Polyamory and Zen

Polyamory and Zen April 17, 2014

Several years ago my parents celebrated their 60th anniversary. Tetsugan asked them, “How did you stay together all these years? What’s your secret?”

Without batting an eye, my mom said, “We didn’t think we had a choice.”

That’s meaningful on many levels and striking to me that now we have so many choices.

One that has been emerging from the shadows lately – now that being gay and lesbian is trendy – is polyamory. It’s even the hot topic in some internet Zen circles I audit, following the posting on YouTube of a thoughtful, careful and dignified talk by San Francisco trained priest, Ingen Breen, on “Zen and Polyamory.”

(What is “polyamory?” Loving multiple people in an open manner. Click here for more.)

In his talk, Ingen puts the practice of multiple, open, honest relationships in the context of Buddhist practice. Ingen goes further and discloses his own polyamory and endorses polyamory. For him, polyamory is a sexual identity. Yes – like being straight, or gay, or lesbian. So not as a choice or an experiment or a symptom but the way a person is.

I repeat – polyamory is (sometimes at least) the way a person is.

If there are those among us – and those among us that are polyamorous report that there are – then it is the Zen way (or ought to be) to open our hearts and not lecture about the virtues of our way of loving or how in our young hippie days we tried it and found that it wasn’t for us.

After all, the former point is boring and the latter point simply indicates that it wasn’t for us – not that it isn’t for anyone. Like a guy who experiments with guys but finds that he’s really interested in women.

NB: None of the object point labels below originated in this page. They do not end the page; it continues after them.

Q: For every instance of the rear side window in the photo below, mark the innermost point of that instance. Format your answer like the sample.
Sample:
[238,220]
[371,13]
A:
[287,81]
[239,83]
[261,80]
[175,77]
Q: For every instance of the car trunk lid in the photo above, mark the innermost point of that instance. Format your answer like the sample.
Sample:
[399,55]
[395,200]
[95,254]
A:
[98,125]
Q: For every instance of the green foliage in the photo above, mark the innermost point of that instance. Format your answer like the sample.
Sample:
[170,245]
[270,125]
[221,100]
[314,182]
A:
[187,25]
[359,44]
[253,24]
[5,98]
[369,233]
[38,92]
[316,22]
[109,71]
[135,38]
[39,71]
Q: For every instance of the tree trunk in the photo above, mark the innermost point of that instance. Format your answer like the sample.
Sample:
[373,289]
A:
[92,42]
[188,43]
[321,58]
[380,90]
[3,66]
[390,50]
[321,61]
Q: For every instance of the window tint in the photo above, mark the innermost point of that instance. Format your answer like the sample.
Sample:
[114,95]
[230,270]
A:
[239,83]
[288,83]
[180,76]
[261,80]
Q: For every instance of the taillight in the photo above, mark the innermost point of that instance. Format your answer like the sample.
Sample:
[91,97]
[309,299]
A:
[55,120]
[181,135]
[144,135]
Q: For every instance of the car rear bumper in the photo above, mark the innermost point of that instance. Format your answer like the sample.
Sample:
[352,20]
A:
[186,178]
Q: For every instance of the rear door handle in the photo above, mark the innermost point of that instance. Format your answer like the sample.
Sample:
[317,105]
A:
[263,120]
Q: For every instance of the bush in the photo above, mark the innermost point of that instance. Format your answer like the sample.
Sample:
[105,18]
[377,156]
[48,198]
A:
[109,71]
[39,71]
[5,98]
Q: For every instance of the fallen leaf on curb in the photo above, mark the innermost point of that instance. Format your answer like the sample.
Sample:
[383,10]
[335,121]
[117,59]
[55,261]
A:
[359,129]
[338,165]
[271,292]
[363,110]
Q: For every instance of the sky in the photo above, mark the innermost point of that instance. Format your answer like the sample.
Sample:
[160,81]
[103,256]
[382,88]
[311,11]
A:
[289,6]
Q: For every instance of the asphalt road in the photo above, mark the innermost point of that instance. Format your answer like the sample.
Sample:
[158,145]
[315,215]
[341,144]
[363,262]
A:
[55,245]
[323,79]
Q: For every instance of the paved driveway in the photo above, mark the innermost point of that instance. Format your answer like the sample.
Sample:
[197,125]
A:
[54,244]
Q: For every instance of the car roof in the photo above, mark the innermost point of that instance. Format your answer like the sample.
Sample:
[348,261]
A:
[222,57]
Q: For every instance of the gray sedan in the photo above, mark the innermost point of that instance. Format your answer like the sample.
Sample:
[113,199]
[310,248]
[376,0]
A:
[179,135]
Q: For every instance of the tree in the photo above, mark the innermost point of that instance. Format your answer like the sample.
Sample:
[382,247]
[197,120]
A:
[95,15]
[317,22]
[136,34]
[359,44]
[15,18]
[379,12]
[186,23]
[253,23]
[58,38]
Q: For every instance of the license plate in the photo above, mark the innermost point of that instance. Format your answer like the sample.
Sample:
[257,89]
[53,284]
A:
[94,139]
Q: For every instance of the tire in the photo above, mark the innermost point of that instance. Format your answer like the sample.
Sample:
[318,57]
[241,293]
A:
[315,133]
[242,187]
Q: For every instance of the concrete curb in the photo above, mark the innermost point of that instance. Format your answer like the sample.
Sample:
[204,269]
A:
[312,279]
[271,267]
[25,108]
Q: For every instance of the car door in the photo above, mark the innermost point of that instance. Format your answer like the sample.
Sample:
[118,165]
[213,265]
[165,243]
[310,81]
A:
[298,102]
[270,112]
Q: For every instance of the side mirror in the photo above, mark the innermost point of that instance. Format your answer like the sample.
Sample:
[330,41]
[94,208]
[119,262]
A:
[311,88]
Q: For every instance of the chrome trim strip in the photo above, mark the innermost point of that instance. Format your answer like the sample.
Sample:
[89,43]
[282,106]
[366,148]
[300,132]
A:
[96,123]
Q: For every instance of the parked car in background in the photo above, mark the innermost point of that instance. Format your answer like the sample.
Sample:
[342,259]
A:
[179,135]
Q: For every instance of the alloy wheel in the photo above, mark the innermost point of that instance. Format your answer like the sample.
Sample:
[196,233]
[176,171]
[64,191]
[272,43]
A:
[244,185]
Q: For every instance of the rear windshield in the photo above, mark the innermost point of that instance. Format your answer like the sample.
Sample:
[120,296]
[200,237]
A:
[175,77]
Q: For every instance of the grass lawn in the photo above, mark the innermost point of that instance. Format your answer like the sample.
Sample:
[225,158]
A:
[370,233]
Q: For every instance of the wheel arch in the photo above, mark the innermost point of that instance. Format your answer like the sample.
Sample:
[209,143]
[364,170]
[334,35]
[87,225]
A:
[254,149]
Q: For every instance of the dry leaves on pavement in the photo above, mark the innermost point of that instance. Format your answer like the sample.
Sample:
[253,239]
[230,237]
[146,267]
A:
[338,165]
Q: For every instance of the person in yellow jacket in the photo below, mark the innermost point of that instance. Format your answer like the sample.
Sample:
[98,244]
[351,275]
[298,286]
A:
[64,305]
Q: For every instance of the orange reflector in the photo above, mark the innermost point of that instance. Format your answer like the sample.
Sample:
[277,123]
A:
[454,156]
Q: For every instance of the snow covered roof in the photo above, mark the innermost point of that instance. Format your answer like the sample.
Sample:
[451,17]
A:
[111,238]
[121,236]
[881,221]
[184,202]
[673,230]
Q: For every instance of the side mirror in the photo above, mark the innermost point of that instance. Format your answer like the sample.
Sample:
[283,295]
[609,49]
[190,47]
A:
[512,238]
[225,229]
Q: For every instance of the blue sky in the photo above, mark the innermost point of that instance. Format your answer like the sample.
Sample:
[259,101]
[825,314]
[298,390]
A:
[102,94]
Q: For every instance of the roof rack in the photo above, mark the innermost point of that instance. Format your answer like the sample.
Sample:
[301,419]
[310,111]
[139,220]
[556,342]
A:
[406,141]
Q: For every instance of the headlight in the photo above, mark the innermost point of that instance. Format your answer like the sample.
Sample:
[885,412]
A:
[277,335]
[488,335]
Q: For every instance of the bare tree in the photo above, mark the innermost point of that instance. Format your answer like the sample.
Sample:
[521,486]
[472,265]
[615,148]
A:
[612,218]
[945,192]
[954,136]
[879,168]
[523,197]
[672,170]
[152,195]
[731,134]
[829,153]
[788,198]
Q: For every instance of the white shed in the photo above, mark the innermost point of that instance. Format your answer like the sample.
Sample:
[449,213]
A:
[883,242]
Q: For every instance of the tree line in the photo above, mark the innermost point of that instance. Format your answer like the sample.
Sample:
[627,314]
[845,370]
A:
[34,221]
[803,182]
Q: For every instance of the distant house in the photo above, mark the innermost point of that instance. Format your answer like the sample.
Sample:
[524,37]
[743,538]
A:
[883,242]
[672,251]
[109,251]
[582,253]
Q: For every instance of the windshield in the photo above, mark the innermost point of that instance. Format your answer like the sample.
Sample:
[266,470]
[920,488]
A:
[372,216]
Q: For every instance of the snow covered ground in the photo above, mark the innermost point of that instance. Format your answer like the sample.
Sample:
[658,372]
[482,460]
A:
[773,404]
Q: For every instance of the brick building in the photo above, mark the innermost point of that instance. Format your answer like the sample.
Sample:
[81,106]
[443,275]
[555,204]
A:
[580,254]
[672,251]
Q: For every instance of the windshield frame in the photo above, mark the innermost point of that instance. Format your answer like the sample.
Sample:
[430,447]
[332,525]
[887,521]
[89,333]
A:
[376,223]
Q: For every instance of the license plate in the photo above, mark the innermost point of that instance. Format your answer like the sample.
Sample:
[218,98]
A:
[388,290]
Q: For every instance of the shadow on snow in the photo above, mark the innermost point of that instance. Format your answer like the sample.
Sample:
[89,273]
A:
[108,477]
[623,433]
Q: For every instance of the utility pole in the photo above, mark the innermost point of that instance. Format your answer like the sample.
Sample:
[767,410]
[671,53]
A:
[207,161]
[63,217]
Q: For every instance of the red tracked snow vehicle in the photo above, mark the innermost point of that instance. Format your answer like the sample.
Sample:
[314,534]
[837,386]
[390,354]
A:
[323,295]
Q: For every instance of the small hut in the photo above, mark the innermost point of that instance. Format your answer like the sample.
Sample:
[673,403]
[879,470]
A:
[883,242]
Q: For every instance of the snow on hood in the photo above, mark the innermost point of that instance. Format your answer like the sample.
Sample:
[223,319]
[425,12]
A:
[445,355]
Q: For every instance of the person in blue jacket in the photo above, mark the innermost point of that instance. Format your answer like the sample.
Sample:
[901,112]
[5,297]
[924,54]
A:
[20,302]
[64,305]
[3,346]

Thank God and the Buddhas for human diversity.

Now I’m not polyamorous … but I don’t think that hetro-mono-amorousness is the be-all-and-end-all of human sexuality. Some smart people even think that it’s part of the problem. Take, for example, the high divorce rates, the dissatisfaction that so many married people experience in their love lives (after the initial passion wears thin), and the huge porn industry.

And then there’s the possibility that for a long, long time our hunter-gatherer ancestors were polyamorous – like the bonobos, to whom we’re more closely related than wolves are to coyotes.